Published 4:29 pm Tuesday, January 31, 2012

To the Editor:
As elected district attorney since 1995 and past president of the North Carolina Conference of District Attorneys, I offer the following truths into what has often been a debate full of half truths and untruths on the part of supporters of North Carolina’s 2009 “Racial Justice Act (RJA).”
North Carolina’s “RJA” directly opposes the centuries-old concept that justice should be blind. North Carolina’s Death Penalty laws consider only the facts of each case; while North Carolina’s 2009 “RJA” considers race only and specifically prohibits examining the facts.
The “RJA” makes us the only state to require the court to accept statistical racial percentages to decide who gets the death penalty rather than a life sentence. This directly violates constitutional law laid out by the U.S. Supreme Court since the 1987 case McCleskey v. Kemp. The “RJA” was enacted in 2009 without any Republican votes, because it belies its cynical title, “The Racial Justice Act.” Many believe instead of racial justice this statute is designed to discontinue the death penalty (defacto) across the state without expressly articulating this goal.  Some evidence to support this can be found in the fact that virtually all white convicted murderers on North Carolina’s death row have filed “RJA” petitions based on these statistical racial percentages.
Senate Bill 9 amends North Carolina’s “RJA” to bring us back into agreement with the other 49 states and the U.S. Supreme Court. The “RJA” wrongfully assumes North Carolina grand jurors, North Carolina judges; North Carolina district attorneys and assistant district attorneys; North Carolina trial juries; North Carolina law officers and apparently North Carolina citizens in general are racially biased.  Governor Perdue’s veto of Senate Bill 9 is in direct opposition to her constituents’ solid support of the death penalty in appropriate cases regardless of race.
Senate Bill 9 would require defendants now raising the issue of race in their respective capital cases to examine the facts of their particular cases rather than general statistical racial percentages of the type required under the RJA and disallowed by the U.S. Supreme Court since 1987.
In North Carolina any perceived statistical variances are due by law to the aggravating factors in each individual murder case (such as heinous, atrocious, or cruel).

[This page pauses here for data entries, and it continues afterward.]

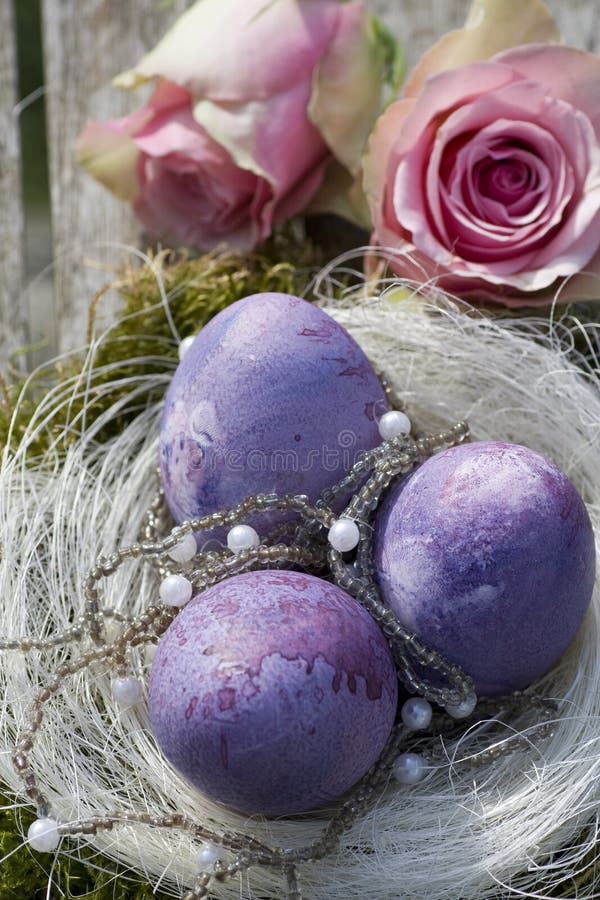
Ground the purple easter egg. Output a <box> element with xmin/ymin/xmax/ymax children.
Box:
<box><xmin>159</xmin><ymin>293</ymin><xmax>387</xmax><ymax>542</ymax></box>
<box><xmin>374</xmin><ymin>441</ymin><xmax>596</xmax><ymax>696</ymax></box>
<box><xmin>148</xmin><ymin>570</ymin><xmax>398</xmax><ymax>815</ymax></box>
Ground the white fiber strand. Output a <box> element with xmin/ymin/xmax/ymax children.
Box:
<box><xmin>0</xmin><ymin>287</ymin><xmax>599</xmax><ymax>898</ymax></box>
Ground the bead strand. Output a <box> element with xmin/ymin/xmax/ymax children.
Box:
<box><xmin>13</xmin><ymin>643</ymin><xmax>113</xmax><ymax>816</ymax></box>
<box><xmin>0</xmin><ymin>622</ymin><xmax>84</xmax><ymax>652</ymax></box>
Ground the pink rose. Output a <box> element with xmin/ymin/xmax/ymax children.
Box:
<box><xmin>363</xmin><ymin>0</ymin><xmax>600</xmax><ymax>306</ymax></box>
<box><xmin>77</xmin><ymin>0</ymin><xmax>390</xmax><ymax>251</ymax></box>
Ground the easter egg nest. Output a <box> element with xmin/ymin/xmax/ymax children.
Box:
<box><xmin>0</xmin><ymin>249</ymin><xmax>599</xmax><ymax>900</ymax></box>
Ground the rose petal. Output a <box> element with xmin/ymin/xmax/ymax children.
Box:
<box><xmin>115</xmin><ymin>0</ymin><xmax>340</xmax><ymax>101</ymax></box>
<box><xmin>362</xmin><ymin>98</ymin><xmax>416</xmax><ymax>235</ymax></box>
<box><xmin>403</xmin><ymin>0</ymin><xmax>560</xmax><ymax>99</ymax></box>
<box><xmin>134</xmin><ymin>152</ymin><xmax>273</xmax><ymax>252</ymax></box>
<box><xmin>134</xmin><ymin>107</ymin><xmax>226</xmax><ymax>167</ymax></box>
<box><xmin>76</xmin><ymin>111</ymin><xmax>149</xmax><ymax>202</ymax></box>
<box><xmin>192</xmin><ymin>81</ymin><xmax>328</xmax><ymax>201</ymax></box>
<box><xmin>308</xmin><ymin>2</ymin><xmax>384</xmax><ymax>174</ymax></box>
<box><xmin>493</xmin><ymin>44</ymin><xmax>600</xmax><ymax>138</ymax></box>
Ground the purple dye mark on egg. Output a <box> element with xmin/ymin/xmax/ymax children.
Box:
<box><xmin>218</xmin><ymin>688</ymin><xmax>236</xmax><ymax>711</ymax></box>
<box><xmin>298</xmin><ymin>324</ymin><xmax>337</xmax><ymax>342</ymax></box>
<box><xmin>364</xmin><ymin>399</ymin><xmax>388</xmax><ymax>422</ymax></box>
<box><xmin>185</xmin><ymin>696</ymin><xmax>199</xmax><ymax>721</ymax></box>
<box><xmin>338</xmin><ymin>365</ymin><xmax>368</xmax><ymax>377</ymax></box>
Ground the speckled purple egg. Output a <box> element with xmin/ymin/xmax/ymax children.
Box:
<box><xmin>159</xmin><ymin>293</ymin><xmax>387</xmax><ymax>541</ymax></box>
<box><xmin>374</xmin><ymin>441</ymin><xmax>596</xmax><ymax>697</ymax></box>
<box><xmin>149</xmin><ymin>570</ymin><xmax>398</xmax><ymax>816</ymax></box>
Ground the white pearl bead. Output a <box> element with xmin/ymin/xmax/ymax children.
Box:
<box><xmin>159</xmin><ymin>573</ymin><xmax>193</xmax><ymax>608</ymax></box>
<box><xmin>445</xmin><ymin>692</ymin><xmax>478</xmax><ymax>719</ymax></box>
<box><xmin>196</xmin><ymin>840</ymin><xmax>221</xmax><ymax>871</ymax></box>
<box><xmin>328</xmin><ymin>518</ymin><xmax>360</xmax><ymax>552</ymax></box>
<box><xmin>168</xmin><ymin>533</ymin><xmax>197</xmax><ymax>563</ymax></box>
<box><xmin>28</xmin><ymin>817</ymin><xmax>60</xmax><ymax>852</ymax></box>
<box><xmin>393</xmin><ymin>752</ymin><xmax>427</xmax><ymax>785</ymax></box>
<box><xmin>401</xmin><ymin>697</ymin><xmax>433</xmax><ymax>731</ymax></box>
<box><xmin>112</xmin><ymin>676</ymin><xmax>143</xmax><ymax>707</ymax></box>
<box><xmin>227</xmin><ymin>524</ymin><xmax>260</xmax><ymax>553</ymax></box>
<box><xmin>178</xmin><ymin>335</ymin><xmax>196</xmax><ymax>360</ymax></box>
<box><xmin>378</xmin><ymin>410</ymin><xmax>412</xmax><ymax>440</ymax></box>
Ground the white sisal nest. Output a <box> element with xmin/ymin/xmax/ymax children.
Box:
<box><xmin>0</xmin><ymin>284</ymin><xmax>599</xmax><ymax>899</ymax></box>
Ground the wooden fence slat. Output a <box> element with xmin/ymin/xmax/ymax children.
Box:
<box><xmin>40</xmin><ymin>0</ymin><xmax>190</xmax><ymax>354</ymax></box>
<box><xmin>0</xmin><ymin>0</ymin><xmax>25</xmax><ymax>369</ymax></box>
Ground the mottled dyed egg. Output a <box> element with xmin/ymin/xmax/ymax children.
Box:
<box><xmin>374</xmin><ymin>441</ymin><xmax>596</xmax><ymax>696</ymax></box>
<box><xmin>149</xmin><ymin>570</ymin><xmax>398</xmax><ymax>815</ymax></box>
<box><xmin>159</xmin><ymin>293</ymin><xmax>387</xmax><ymax>541</ymax></box>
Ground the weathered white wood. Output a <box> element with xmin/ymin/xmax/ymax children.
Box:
<box><xmin>40</xmin><ymin>0</ymin><xmax>190</xmax><ymax>353</ymax></box>
<box><xmin>0</xmin><ymin>0</ymin><xmax>26</xmax><ymax>368</ymax></box>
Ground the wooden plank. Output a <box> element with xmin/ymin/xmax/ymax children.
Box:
<box><xmin>0</xmin><ymin>0</ymin><xmax>26</xmax><ymax>369</ymax></box>
<box><xmin>40</xmin><ymin>0</ymin><xmax>190</xmax><ymax>354</ymax></box>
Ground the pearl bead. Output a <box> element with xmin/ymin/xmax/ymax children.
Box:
<box><xmin>28</xmin><ymin>817</ymin><xmax>59</xmax><ymax>852</ymax></box>
<box><xmin>378</xmin><ymin>410</ymin><xmax>412</xmax><ymax>440</ymax></box>
<box><xmin>227</xmin><ymin>524</ymin><xmax>260</xmax><ymax>553</ymax></box>
<box><xmin>393</xmin><ymin>752</ymin><xmax>427</xmax><ymax>785</ymax></box>
<box><xmin>401</xmin><ymin>697</ymin><xmax>433</xmax><ymax>731</ymax></box>
<box><xmin>196</xmin><ymin>840</ymin><xmax>221</xmax><ymax>872</ymax></box>
<box><xmin>112</xmin><ymin>676</ymin><xmax>143</xmax><ymax>707</ymax></box>
<box><xmin>178</xmin><ymin>335</ymin><xmax>196</xmax><ymax>361</ymax></box>
<box><xmin>168</xmin><ymin>533</ymin><xmax>197</xmax><ymax>564</ymax></box>
<box><xmin>328</xmin><ymin>518</ymin><xmax>360</xmax><ymax>553</ymax></box>
<box><xmin>445</xmin><ymin>692</ymin><xmax>478</xmax><ymax>719</ymax></box>
<box><xmin>159</xmin><ymin>573</ymin><xmax>193</xmax><ymax>608</ymax></box>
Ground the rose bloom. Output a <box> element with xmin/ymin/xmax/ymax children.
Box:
<box><xmin>363</xmin><ymin>0</ymin><xmax>600</xmax><ymax>306</ymax></box>
<box><xmin>77</xmin><ymin>0</ymin><xmax>386</xmax><ymax>251</ymax></box>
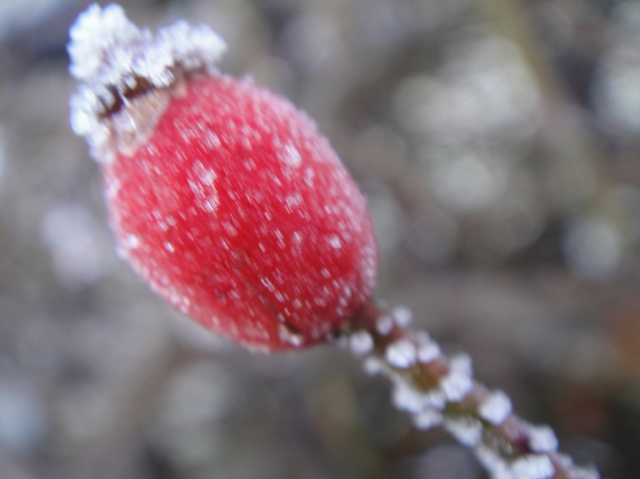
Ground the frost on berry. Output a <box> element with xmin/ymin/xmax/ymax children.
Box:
<box><xmin>68</xmin><ymin>5</ymin><xmax>378</xmax><ymax>351</ymax></box>
<box><xmin>68</xmin><ymin>3</ymin><xmax>226</xmax><ymax>163</ymax></box>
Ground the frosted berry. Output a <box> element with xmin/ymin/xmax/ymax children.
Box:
<box><xmin>68</xmin><ymin>4</ymin><xmax>378</xmax><ymax>351</ymax></box>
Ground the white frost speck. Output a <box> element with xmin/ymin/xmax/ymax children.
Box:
<box><xmin>376</xmin><ymin>315</ymin><xmax>394</xmax><ymax>335</ymax></box>
<box><xmin>416</xmin><ymin>336</ymin><xmax>440</xmax><ymax>364</ymax></box>
<box><xmin>449</xmin><ymin>354</ymin><xmax>473</xmax><ymax>377</ymax></box>
<box><xmin>413</xmin><ymin>408</ymin><xmax>444</xmax><ymax>430</ymax></box>
<box><xmin>163</xmin><ymin>241</ymin><xmax>175</xmax><ymax>253</ymax></box>
<box><xmin>444</xmin><ymin>417</ymin><xmax>483</xmax><ymax>447</ymax></box>
<box><xmin>285</xmin><ymin>193</ymin><xmax>303</xmax><ymax>209</ymax></box>
<box><xmin>385</xmin><ymin>339</ymin><xmax>417</xmax><ymax>368</ymax></box>
<box><xmin>510</xmin><ymin>455</ymin><xmax>554</xmax><ymax>479</ymax></box>
<box><xmin>440</xmin><ymin>371</ymin><xmax>473</xmax><ymax>402</ymax></box>
<box><xmin>349</xmin><ymin>331</ymin><xmax>374</xmax><ymax>356</ymax></box>
<box><xmin>122</xmin><ymin>234</ymin><xmax>141</xmax><ymax>250</ymax></box>
<box><xmin>392</xmin><ymin>382</ymin><xmax>425</xmax><ymax>414</ymax></box>
<box><xmin>392</xmin><ymin>306</ymin><xmax>412</xmax><ymax>327</ymax></box>
<box><xmin>327</xmin><ymin>234</ymin><xmax>342</xmax><ymax>249</ymax></box>
<box><xmin>475</xmin><ymin>445</ymin><xmax>512</xmax><ymax>479</ymax></box>
<box><xmin>527</xmin><ymin>425</ymin><xmax>558</xmax><ymax>453</ymax></box>
<box><xmin>281</xmin><ymin>143</ymin><xmax>302</xmax><ymax>167</ymax></box>
<box><xmin>479</xmin><ymin>391</ymin><xmax>512</xmax><ymax>425</ymax></box>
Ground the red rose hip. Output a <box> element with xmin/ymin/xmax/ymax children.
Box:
<box><xmin>68</xmin><ymin>4</ymin><xmax>377</xmax><ymax>351</ymax></box>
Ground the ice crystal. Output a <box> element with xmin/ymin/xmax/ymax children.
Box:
<box><xmin>449</xmin><ymin>353</ymin><xmax>473</xmax><ymax>377</ymax></box>
<box><xmin>68</xmin><ymin>3</ymin><xmax>226</xmax><ymax>162</ymax></box>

Indeed, when North Carolina’s death penalty murder cases are compared according to the statutory aggravating factors of each individual case, any perceived differences in racial percentages between blacks and whites disappear.
Finally, if the current “RJA” continues to be North Carolina law in death penalty cases in which it is invoked, there appears to be nothing which would prohibit defendants in non-capital criminal cases from attempting to prove “racial bias” in their respective cases with the same type of statistical racial percentages embraced by North Carolina’s “RJA,”and rejected by the U.S. Supreme Court since 1987, (McCleskey v. Kemp).
I urgently ask every member of the General Assembly, regardless of race or political party, to return the blindfold to North Carolina’s statue of Lady Justice by voting to override the governor’s veto of Senate Bill 9. Raw statistical racial percentages (some might say racial quotas) do not belong in our criminal court system, whether regarding death penalty analysis or any other criminal cases.
Let’s stay with the facts of each case and remain blind as to race.